I can somewhat understand what your code is doing. But I cannot get your overall meaning. (Since I haven’t write any packages, I have almost zero experience about Struct, Module etc. Because as a user I don’t need to define them by myself).
the built-in syntax for functions in Julia is just syntax sugar for:
defining a new type, if it’s a new function
adding a method to the type making it callable
in Julia, any type can be callable, just add a method
in Julia, new types can be struct or mutable struct (or abstract type, but obviously those don’t have instances, so they are not relevant here)
TBH I’m not completely sure what @sgaure’s point was either. I think they’re saying that some closures get lowered to a mutable struct, but I’m not sure if that’s true.
I though for and let are somewhat alike since they both introduce a local scope.
But now I believe let is simpler thus superior, because it has no Union that for has:
julia> function test_local_scope()
let k = 1
end
end;
julia> @code_warntype test_local_scope()
Locals
k::Int64
julia> function test_local_scope()
for k = 1
end
end;
julia> @code_warntype test_local_scope()
Locals
@_2::Union{Nothing, Tuple{Int64, Nothing}}
As you can see, there is a yellow-color Union associated with for, which is not the case with let.
The intent of for is for repeated execution of code. The intent of let is to create a scope. Make your code more readable and maintainable by using the language constructs for their intended purpose, rather than for their side effects. Seeing a for loop abused as you do above will likely make most readers wonder at the point of it.
function work(b)
sleep(2)
println(b)
end
for i = [10, 20, 30]
for j = i+1:i+4
t = Task(() -> work(j))
schedule(t)
end
sleep(1)
end
I “spawned” 3 * 4 tasks here.
The first 3 tasks are scheduled when i = 10, surely.
But the first 3 tasks might be executed at the time instant when i == 20 or i == 30, therefore the j is no longer the old ones, e.g. j is 21, 22, 23, 24 now.
Will the first 3 tasks still use the old j’s, i.e. 11, 12, 13, 14? Why is this guaranteed?
Imagine it is expanded as
i = 10
for j = [11, 12, 13, 14]
body1(j)
end
i = 20
for j = [21, 22, 23, 24]
body2(j)
end
i = 30
for j = [31, 32, 33, 34]
body3(j)
end
Is the j serving as the arg to body1 the same thing as the j serving as the arg to body2?
I’m really confused.
I have a proposition, based on the discussions above
the following line 1 and line 2 are completely equivalent operations
... some background
v = rand(8)
i = 7
for j = view(v, 1:i) Threads.@spawn work(j) end # line 1
for ȷ = i:i Threads.@spawn work($(v[ȷ])) end # line 2
... some background
If no disagreement, I think this topic is coming to an end.
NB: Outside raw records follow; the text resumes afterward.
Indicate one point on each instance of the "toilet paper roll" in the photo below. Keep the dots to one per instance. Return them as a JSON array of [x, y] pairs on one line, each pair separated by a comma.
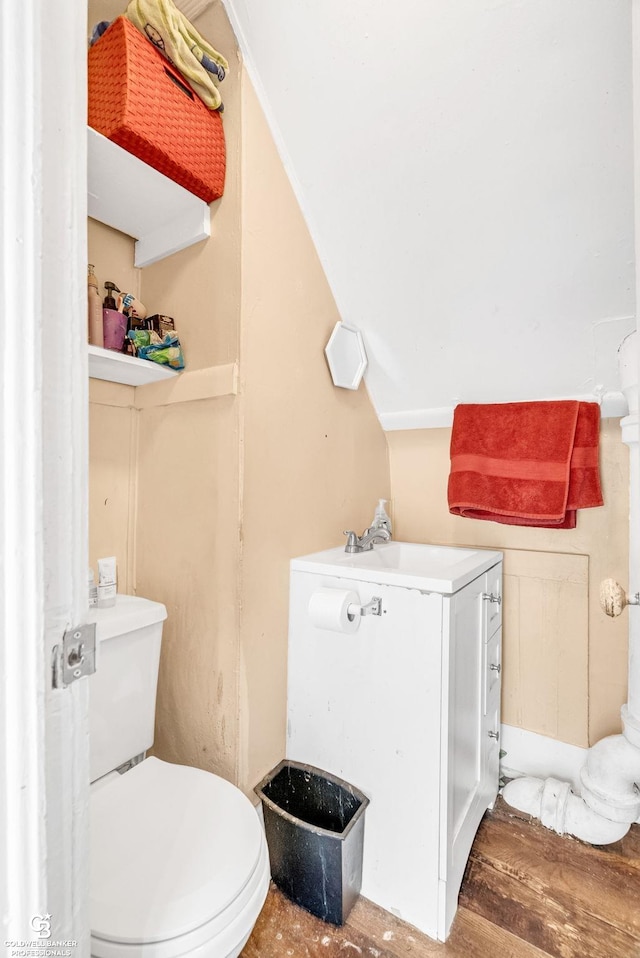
[[329, 609]]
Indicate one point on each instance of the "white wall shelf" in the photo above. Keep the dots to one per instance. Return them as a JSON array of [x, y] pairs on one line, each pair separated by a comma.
[[132, 197], [128, 370]]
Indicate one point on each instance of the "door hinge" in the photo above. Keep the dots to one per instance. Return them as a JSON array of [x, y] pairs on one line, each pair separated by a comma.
[[75, 657]]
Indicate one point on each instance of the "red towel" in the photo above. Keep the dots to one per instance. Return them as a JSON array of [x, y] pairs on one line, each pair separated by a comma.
[[525, 464]]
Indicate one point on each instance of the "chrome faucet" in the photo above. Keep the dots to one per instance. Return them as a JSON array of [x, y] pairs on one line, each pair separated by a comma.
[[364, 543]]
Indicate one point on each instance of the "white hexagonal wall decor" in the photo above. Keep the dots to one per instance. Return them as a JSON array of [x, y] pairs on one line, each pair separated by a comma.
[[346, 356]]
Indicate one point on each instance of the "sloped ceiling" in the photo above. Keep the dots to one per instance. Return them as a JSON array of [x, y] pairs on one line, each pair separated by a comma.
[[465, 169]]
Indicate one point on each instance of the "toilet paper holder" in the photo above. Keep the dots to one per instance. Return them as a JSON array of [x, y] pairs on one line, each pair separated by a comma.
[[373, 607]]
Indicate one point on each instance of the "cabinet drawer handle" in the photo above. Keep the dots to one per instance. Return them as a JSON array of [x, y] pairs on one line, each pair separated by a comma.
[[490, 597]]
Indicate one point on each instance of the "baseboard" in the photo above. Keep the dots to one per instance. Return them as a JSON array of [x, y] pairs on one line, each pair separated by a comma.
[[528, 753]]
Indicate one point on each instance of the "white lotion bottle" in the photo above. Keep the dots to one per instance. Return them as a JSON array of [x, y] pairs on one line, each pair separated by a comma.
[[380, 518], [106, 582]]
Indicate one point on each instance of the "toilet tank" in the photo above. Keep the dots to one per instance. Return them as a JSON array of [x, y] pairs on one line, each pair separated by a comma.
[[122, 692]]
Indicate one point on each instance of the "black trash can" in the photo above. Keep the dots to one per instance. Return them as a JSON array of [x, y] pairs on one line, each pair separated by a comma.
[[314, 823]]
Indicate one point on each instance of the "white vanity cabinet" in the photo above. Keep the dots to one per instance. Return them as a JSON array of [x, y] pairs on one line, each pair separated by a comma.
[[407, 708]]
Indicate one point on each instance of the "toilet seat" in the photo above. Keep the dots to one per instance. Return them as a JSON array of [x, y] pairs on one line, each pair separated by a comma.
[[178, 864]]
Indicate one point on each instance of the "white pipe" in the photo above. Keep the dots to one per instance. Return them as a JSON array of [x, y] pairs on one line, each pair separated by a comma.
[[559, 809]]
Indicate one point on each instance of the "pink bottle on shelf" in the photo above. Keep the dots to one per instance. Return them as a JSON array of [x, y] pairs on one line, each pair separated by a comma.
[[114, 324]]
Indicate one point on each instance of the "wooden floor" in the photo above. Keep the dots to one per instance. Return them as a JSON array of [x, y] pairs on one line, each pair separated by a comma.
[[527, 893]]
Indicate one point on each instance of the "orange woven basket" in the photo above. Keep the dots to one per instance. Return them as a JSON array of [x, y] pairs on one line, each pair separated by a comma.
[[142, 103]]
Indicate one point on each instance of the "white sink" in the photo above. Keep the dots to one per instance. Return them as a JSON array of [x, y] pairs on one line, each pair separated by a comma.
[[410, 564]]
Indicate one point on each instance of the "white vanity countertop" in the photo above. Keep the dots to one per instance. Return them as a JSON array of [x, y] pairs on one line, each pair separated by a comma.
[[412, 565]]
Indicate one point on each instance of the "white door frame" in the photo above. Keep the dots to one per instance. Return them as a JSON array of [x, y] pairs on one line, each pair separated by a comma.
[[43, 482]]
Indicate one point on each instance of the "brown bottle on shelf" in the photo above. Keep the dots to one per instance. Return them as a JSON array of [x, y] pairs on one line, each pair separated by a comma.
[[96, 336]]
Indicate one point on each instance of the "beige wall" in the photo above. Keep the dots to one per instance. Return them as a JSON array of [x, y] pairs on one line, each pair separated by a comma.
[[204, 502], [208, 500], [314, 457], [551, 658]]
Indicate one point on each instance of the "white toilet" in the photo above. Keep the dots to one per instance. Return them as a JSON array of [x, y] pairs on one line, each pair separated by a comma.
[[179, 861]]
I’ve gained some deeper understanding (I hope so):
Taking this as an example
julia> function main()
for j = RANGE Threads.@spawn work( $(f(g(j))) ) end
end;
julia> @code_lowered main()
...
2 ┄
│ %10 = Main.f
│ %11 = Main.g
│ %12 = j
│ %13 = (%11)(%12)
│ %14 = (%10)(%13) # [COMMENT] THIS IS a _SNAPSHOT_ OF `f(g(j))`
│ 230 = %14
│ %16 = Base.Threads.Task
│ %17 = Main.:(var"#3#4") # [COMMENT] THIS IS `work` !
│ %18 = 230
│ %19 = Core.typeof(%18)
│ %20 = Core.apply_type(%17, %19)
│ %21 = 230
│ #3 = %new(%20, %21)
│ %23 = #3
│ task = (%16)(%23) # [COMMENT] TASK CREATED
....
I can see that the consequence of using $ is the cut-and-dried static variable %14, which is later again assigned to %21 and %23. Therefore, the snapshot value of f(g(j)) is already decided when the respective task is created.
This is not the case for work, which is assigned to %17 but is later unused, except in that type inference Core.apply_type. This suggest that work is volatile—if work mutates later, the executing of that respective task may use the mutated work.